Отчаянно вырываюсь из его хватки, уже не сдерживая слез и ударяя свободной рукой в его грудь. Мне хочется закричать, что все это ложь, но из горла вырывается лишь жалкое и сиплое подобие крика, которое не трогает Рэми, прижавшего меня к стене и навалившегося всем телом. Он крепко сжимает меня в объятиях, и я не могу пошевелиться, даже повернуть голову в сторону, чтобы сделать глубокий вдох и опровергнуть его слова. Господи, я так беспомощна по сравнению с его силой, оплетающей меня, что обреченно затихаю и, утыкаясь в его грудь, плачу. Горько, навзрыд, не стыдясь своих слез и не боясь показаться слабой. Лацкан его пиджака постепенно намокает, но Рэми продолжает удерживать меня, даря поддельное умиротворение и поддержку, и сейчас, в этот самый момент, я благодарна ему всем сердцем за то, что он не дает мне упасть. Благодарна сквозь ненависть к его миру, сквозь боль и отчаяние. Благодарна вопреки здравому смыслу и логике. Благодарна просто за то, что он здесь, со мной, и позволяет мне быть слабой, естественной, живой.
***
В моей комнате ничего не изменилось, совсем, разве только ее хозяйка, внешне оставшаяся прежней, но внутри будто переродившаяся, постаревшая на несколько лет и испытавшая слишком много всего, чтобы можно было унести. Я не унесла, половину эмоций оставив Господину, а вторую запрятав глубоко в сердце, которое на удивление выдержало. Оно до сих пор трепещет в груди, заставляя меня дышать, думать, бороться, в то время как я предпочла бы сдаться, закрыть глаза и перестать существовать, зачеркнув будущее и оставшись в настоящем. В настоящем, где я нахожусь в своем доме, в своей комнате, в своей постели, вот только это все равно ничего не дает, потому что здесь поселилась мертвая пустота. Она почти оглушает, давит на барабанные перепонки и доставляет физический дискомфорт, от которого я пытаюсь спрятаться под одеялом, сжавшись в неприметный маленький комочек и сложив ладони между коленей. Тепло одеяла не помогает, не избавляет от неприятного холода и не успокаивает, потому что наряду с пустотой в квартире властвует гнетущее одиночество, и осознание этого ранит больнее, чем самые изощренные в мире пытки.

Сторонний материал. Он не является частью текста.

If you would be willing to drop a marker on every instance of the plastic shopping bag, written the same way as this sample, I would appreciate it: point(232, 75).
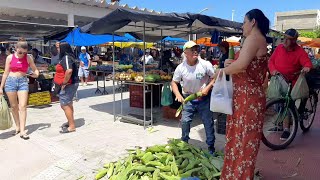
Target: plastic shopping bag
point(221, 95)
point(300, 89)
point(277, 88)
point(5, 117)
point(166, 98)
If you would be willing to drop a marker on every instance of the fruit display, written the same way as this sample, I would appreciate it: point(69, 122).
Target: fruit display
point(92, 68)
point(150, 76)
point(122, 67)
point(231, 53)
point(138, 78)
point(189, 98)
point(52, 68)
point(104, 68)
point(175, 160)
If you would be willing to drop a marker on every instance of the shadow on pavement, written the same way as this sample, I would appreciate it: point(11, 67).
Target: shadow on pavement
point(30, 129)
point(78, 122)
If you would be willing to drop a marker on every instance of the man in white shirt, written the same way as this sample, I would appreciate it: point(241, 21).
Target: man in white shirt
point(148, 58)
point(195, 74)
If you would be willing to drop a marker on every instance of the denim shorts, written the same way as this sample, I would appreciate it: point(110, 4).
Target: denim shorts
point(66, 95)
point(14, 84)
point(83, 72)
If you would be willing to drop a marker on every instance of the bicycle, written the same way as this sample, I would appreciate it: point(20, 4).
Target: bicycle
point(277, 110)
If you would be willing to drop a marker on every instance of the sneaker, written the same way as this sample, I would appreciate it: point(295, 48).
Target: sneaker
point(285, 135)
point(275, 129)
point(212, 150)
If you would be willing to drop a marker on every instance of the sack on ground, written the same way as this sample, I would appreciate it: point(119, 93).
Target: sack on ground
point(5, 116)
point(55, 89)
point(221, 95)
point(300, 89)
point(277, 88)
point(166, 98)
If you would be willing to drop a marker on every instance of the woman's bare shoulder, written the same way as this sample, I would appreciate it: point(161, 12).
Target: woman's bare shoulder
point(9, 57)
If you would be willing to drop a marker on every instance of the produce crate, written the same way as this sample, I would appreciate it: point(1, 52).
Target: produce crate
point(136, 96)
point(221, 123)
point(136, 90)
point(169, 113)
point(137, 100)
point(39, 98)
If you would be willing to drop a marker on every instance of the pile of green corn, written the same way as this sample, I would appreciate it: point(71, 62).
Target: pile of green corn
point(173, 161)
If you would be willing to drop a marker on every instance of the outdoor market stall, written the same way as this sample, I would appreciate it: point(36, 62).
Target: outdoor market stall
point(152, 27)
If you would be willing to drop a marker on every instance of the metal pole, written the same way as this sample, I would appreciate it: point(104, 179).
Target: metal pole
point(144, 73)
point(113, 79)
point(151, 105)
point(161, 50)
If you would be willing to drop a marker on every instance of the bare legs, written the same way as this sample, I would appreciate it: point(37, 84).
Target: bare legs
point(18, 102)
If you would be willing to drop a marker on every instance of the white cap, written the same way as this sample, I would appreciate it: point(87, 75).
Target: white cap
point(189, 44)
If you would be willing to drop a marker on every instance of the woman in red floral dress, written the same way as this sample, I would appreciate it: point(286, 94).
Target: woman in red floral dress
point(244, 127)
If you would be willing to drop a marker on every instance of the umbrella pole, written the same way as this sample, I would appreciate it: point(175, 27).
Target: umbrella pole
point(161, 50)
point(113, 79)
point(144, 73)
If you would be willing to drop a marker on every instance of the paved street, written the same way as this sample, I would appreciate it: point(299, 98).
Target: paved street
point(51, 155)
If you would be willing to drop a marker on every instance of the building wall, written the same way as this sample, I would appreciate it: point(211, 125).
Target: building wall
point(300, 20)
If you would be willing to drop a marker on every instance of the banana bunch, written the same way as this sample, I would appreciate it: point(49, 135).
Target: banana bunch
point(172, 161)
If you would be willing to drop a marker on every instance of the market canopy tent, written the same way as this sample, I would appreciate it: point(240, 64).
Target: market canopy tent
point(156, 26)
point(78, 38)
point(206, 41)
point(131, 44)
point(13, 29)
point(174, 40)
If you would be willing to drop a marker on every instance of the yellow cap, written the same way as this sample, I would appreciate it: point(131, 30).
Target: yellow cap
point(189, 44)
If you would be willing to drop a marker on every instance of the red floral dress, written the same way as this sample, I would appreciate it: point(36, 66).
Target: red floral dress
point(244, 127)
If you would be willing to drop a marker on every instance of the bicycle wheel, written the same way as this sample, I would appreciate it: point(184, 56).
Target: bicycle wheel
point(309, 112)
point(278, 114)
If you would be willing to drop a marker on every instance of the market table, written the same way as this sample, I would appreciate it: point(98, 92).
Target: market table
point(104, 74)
point(132, 118)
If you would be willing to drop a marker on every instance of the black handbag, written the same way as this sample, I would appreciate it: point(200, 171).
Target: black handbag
point(55, 89)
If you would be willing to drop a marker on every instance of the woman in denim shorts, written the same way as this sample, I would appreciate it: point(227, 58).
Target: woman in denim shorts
point(15, 83)
point(67, 77)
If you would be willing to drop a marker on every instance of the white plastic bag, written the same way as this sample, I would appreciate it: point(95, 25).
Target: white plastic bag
point(221, 95)
point(5, 116)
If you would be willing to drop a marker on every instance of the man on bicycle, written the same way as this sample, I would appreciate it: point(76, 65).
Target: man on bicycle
point(289, 59)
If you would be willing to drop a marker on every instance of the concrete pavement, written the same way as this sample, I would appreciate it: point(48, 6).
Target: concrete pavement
point(51, 155)
point(98, 139)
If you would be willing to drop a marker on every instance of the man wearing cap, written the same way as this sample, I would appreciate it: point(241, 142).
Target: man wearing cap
point(289, 59)
point(224, 48)
point(195, 74)
point(85, 62)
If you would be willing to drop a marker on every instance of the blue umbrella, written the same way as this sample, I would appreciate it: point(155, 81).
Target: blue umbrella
point(171, 39)
point(78, 38)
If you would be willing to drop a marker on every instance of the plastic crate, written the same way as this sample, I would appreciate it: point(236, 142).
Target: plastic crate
point(313, 79)
point(169, 113)
point(221, 123)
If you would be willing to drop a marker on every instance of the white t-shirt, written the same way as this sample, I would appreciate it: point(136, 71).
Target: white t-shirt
point(149, 59)
point(194, 77)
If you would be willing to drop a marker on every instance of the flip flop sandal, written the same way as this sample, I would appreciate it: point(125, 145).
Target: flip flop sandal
point(65, 125)
point(17, 132)
point(66, 130)
point(25, 137)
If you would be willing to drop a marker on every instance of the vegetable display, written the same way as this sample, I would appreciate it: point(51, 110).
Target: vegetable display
point(173, 161)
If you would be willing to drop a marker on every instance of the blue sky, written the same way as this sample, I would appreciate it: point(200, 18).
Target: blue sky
point(223, 9)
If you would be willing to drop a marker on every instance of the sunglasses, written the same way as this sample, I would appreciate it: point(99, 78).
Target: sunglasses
point(195, 50)
point(24, 53)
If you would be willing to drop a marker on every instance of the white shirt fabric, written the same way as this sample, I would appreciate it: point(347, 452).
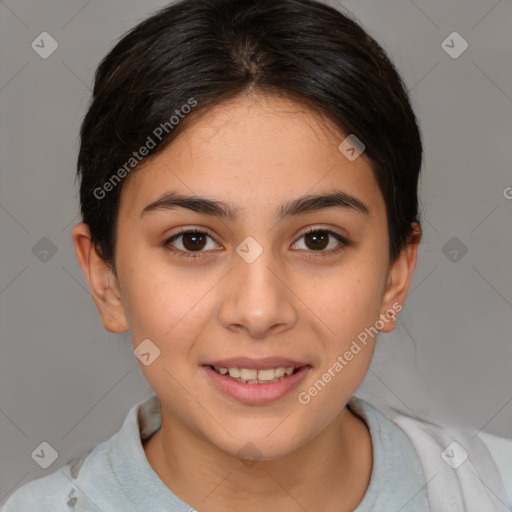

Ведь я осталась одна-одна-одна. У меня больше никого нет. Совершенно. И в доказательство этому горькая на вкус тишина, сдавливающая со всех сторон, ведь даже Рэми, притаившийся в одной из комнат, не издает ни звука, будто боясь нарушить мой молчаливый диалог со своей болью и давая мне время привыкнуть, смириться с потерей и отпустить. Отпущу, обязательно отпущу, вот только найду причину, из-за которой я должна двигаться дальше. И это точно не серость наступающего вечера, и не слой пыли, покрывший мою прошлую жизнь, и не ставший вдруг чужим дом. Что-то другое, пугающее и непостоянное, близкое и одновременно далекое, сильное, противоречивое, временами ломающее, но проявляющее какую-то странную извращенную заботу.
Господин – я буду цепляться за него, пока не окрепну и не научусь дышать.
Глубоко вздыхаю, наконец скидывая с себя одеяло и вставая с кровати. Мне уже намного легче, быть может потому, что слез не осталось – они осели жжением на раздраженной коже, опухших веках, влажными пятнами на подушке. Они впитались в пиджак Хозяина, не отпускавшего меня до тех пор, пока я не смогла совладать с первой, и самой сильной, волной истерики. И, думаю, именно его сила стала той самой преградой, которая смогла ее остановить. Он не говорил ни слова, просто сжимал в стальных объятиях и терпеливо ждал, когда я перестану рыдать.